Subsequently, more representative material, according to circumstance, of the whole collection was brought out in historic libraries and foundations of countries such as Italy, at the Hellenic Institute of Byzantine and Post-Byzantine Studies in Venice in 1993, with landmark editions by Aldus Manutius, the products of literary editors by renowned Greek scholars such as Markos Mousouros and Ioannes Gregoropoulos. In 1995, in Austria, at Imperial Court Library, nearly all the Greek books published/printed there (1749-1800) were exhibited, which were the most significant examples of the Neohellenic Enlightenment. In celebration of the Five Hundred Years since the establishment of the first Greek printing press (Venice 1499), the Hellenic Parliament Foundation assigned to Triantafyllos Sklavenitis and Konstantinos Staikos the organization of an exhibition of the most important material of the whole period.

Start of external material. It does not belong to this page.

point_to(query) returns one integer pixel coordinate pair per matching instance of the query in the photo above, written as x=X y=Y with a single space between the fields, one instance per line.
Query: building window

==The area of the library==
The area of the library was designed by Konstantinos Staikos. The stacks were designed in the spirit of stable structures that characterize the internal architecture and decorations used as timber oak. Their style is Doric and half columns that make up the skeleton of the stacks resulting in a rosette, with the mark of the Onassis Foundation in carved and gilded wood. The shelves are movable and the lower tier of the library are lockable cabinets. For the benefit of scholars and librarians are at the height bolts connecting the two parts of the library.

The stacks, as ordered in space, create five separate elements, corresponding to the five sections of the library: Renaissance - Humanism, Modern Literature, Liturgical books, Theology and Enlightenment. These thematic units identified in the stacks with embossed brass plates in each section of the library. The shelves are all numbered as the books were classified in each one of them. In each section of the library was built a showcase, self-luminous and appropriately decorated for the exhibition of books representative of each department, even insured with unbreakable protective glazing. Finally, a movable metal rod insures free access to books and protect them from "impulsivity."

==The Library Collection==
The Library has about 1400 titles in nearly 2000 separate volumes. The works are grouped into five basic categories.
- Renaissance – Humanism
- Neo-Hellenic Literature
- Liturgical Books
- Travel Literature
- Treatises of Theology
- Neo-Hellenic Enlightenment

Most of these books are from publishers in Venice or those who print books for the Greek-speaking public.

==Information==
The library is not open to the public. Organized visits take place by appointment only.